Spain’s gay marriage ruling through the eyes of a seasoned campaigner
The country’s Constitutional Court has approved a 2005 same-sex marriage law. But as gay rights campaigner Mili Hernández explains, Spanish society moved on long before its politicians and courts.
By Guy Hedgecoe
Several conclusions could be drawn from the recent ruling by Spain’s Constitutional Court to reject a seven-year-old appeal against the country’s same-sex marriage law of 2005.
Perhaps the most obvious is that the Spanish justice system is slow. For many Spaniards, especially the more than 20,000 gay couples who have got married under the legislation, this was an eagerly awaited ruling. Some even feared they would be “de-married” if the appeal, lodged by the Partido Popular (PP), was upheld. Given the importance of this case, a seven-year delay was both baffling and inexcusable.

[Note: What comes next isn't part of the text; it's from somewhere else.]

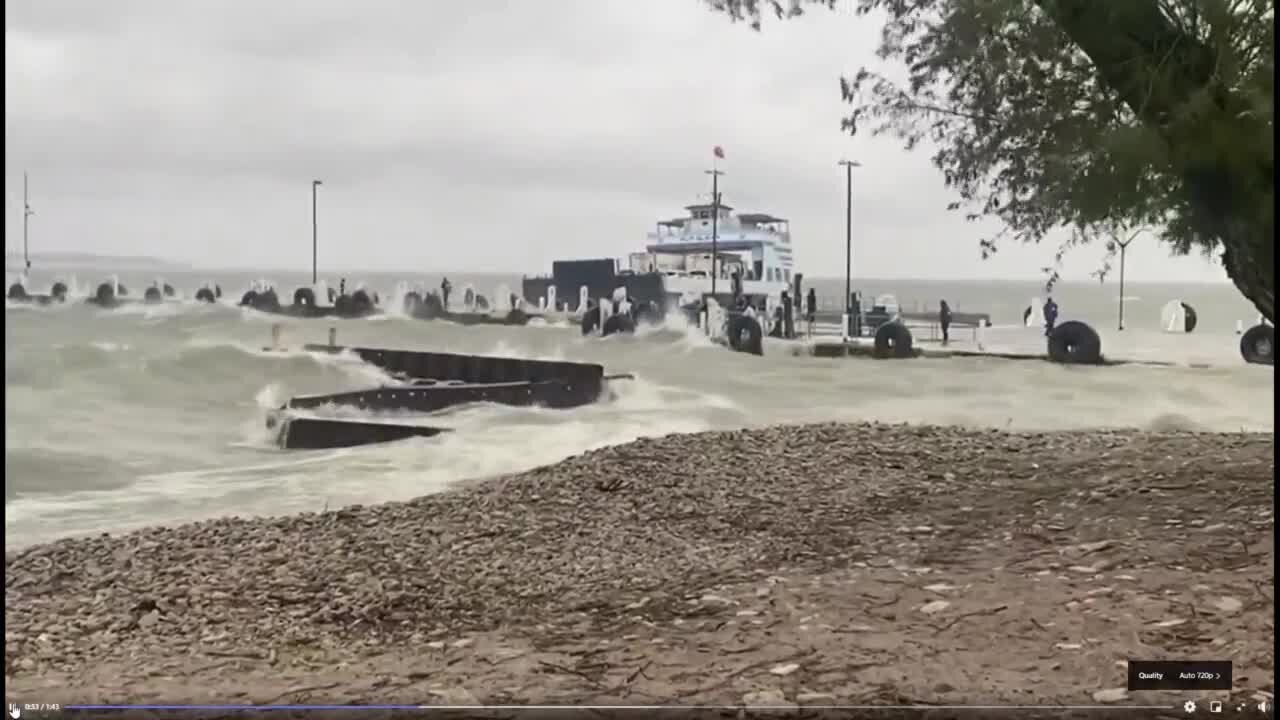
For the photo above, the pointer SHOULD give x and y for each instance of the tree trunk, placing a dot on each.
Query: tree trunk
(1157, 69)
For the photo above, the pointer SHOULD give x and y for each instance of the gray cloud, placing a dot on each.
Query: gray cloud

But also, this ruling reflected how Spain has changed over the last decade. For most Spaniards, rolling back the gay marriage law is neither necessary nor desirable, an attitude reflected by the eight-votes-to-three ruling in the court (although senior figures in the Catholic Church are among those who have attacked the decision). Even the PP has understood this change, albeit belatedly. It has distanced itself from the appeal it filed rather in the same way that it distanced itself from its appeal against the Catalan statute reform, in both cases because it feared being seen as intolerant and extremist.
This would explain why the PP has seemed to soften its position against gay marriage since presenting the appeal. In the last couple of years, Mariano Rajoy and his party have insisted their objection to the reform lies in its wording, rather than its spirit. In fact, some figures within the party itself have voiced their own opposition to the party’s position.
Many married gays expected the Constitutional Court to reject the PP’s appeal. But they are still relieved at the decision. Mili Hernández owns what was Spain’s first gay bookshop, in Madrid’s Chueca district, and she has been a front-line campaigner for gay and lesbian rights throughout democracy.
“I’m pleased that all this has come to an end,” she told Iberosphere. “But I was already sure of the result. Society just didn’t support the appeal.”
Hernández’s own story reflects the development of gay rights in Spain over the last three decades.
As a young woman who was struggling to understand her sexuality, she left Spain in the early eighties and went to live in New York and then London. She returned to Madrid in the early nineties, and was encouraged by how much it had changed after a decade of democratic government. She then founded the bookshop Berkana.
Hernández has since become one of the country’s most prominent gay figures. Her bookshop led to the founding of a gay and lesbian publishing house, Egales. She has also been a spokesperson for Madrid’s main gay collective and also deeply involved in the capital’s Gay Pride event. Married since 2005, four years ago Tiempo magazine listed her as one of Spain’s 20 most influential homosexual figures.
But it wasn’t until 2010 that Hernández arrived in the public consciousness for many Spaniards, due to a chance encounter with Queen Sofía at the Madrid book fair. Shortly beforehand, a book about the queen had cited her making apparently homophobic comments in which she attacked the Gay Pride event and the same-sex marriage law.
As the monarch, apparently unwittingly, stopped at the Berkana gay literature stall, Hernández took the opportunity to upbraid the queen and present her with a gift in the form of a history of gay culture in Spain called De Sodoma a Chueca (from Sodom to Chueca).
Hernández now laughs about such incidents, but she is deadly earnest about the importance of her community’s campaign for rights over the years. The PP’s appeal, she says, was a “disgrace”.
“As a Spaniard, I would have died of shame if the court had ruled against the law,” she says.
The court’s decision does indeed bring to an end a long and strange chapter in Spanish politics and social rights. But though Hernández warns that homophobia –institutionalised and otherwise – is still common in Spain, she says the main battle was won before the recent ruling.
“Our greatest victory, the most important thing, has been to explain to Spanish society who we gays and lesbians are,” she says.